Signing over of Copyright

Lawrence Lessig has just sworn off publishing “in any academic journal that does not permit [him] the freedoms of at least a Creative Commons Attribution-Noncommercial license.”

Accademic journals are funny economic actors, because it’s very clear they provide publication, archival and authentication services to an academic community, but not the content. The community that eventually reads the journal also provides the real value in a journal: its authors, reviewers and editors, usually for free or a pittance. While there’s no denying that publication and archival services cost money and should be compensated, high subscription prices or other access restrictions are a disservice to the entire author-reader community. As the main provider of value in the process this community has considerable power. It’s more pronounced in accademia, but I see a lot of similarity to the growing pains the record industry is feeling, with consumers and artists both realizing the value added by the middleman isn’t as valuable as they thought. I suspect these fights in academia contain some good lessons for how the powershifts will other content areas might play out — assuming financial interests in the old way things were done don’t manage to put the djinni back in the bottle.

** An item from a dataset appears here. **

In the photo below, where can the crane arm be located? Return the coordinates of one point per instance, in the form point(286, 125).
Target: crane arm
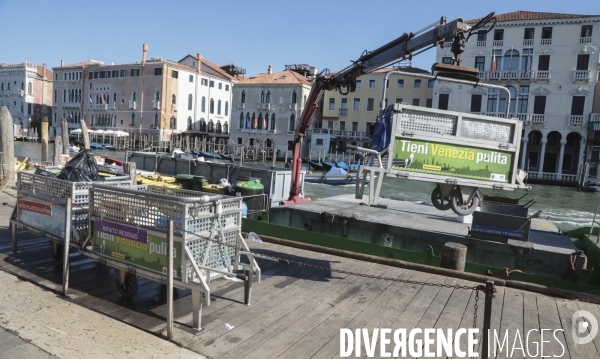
point(344, 81)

Side note: the two academic societies in my field, IEEE and ACM, both require that an author sign over his or her copyright to them before publication. Both policies have become more open in the past decade, in particular by granting permission for articles to be published on the author’s own website, but Lessig’s oath would still rule out either society’s journals because they don’t grant permission to others. ACM lays out its rationale for its copyright program, and concludes: ACM firmly believes that it achieves a balance among divergent goals; that its use of copyright within its publishing program in fact serves the public good by enabling the creation and widespread dissemination of quality works in various formats and media. This may be the case right now, but with media technology changing so quickly I suspect (and hope) author-reader pressure will continue to push these policies towards more openness.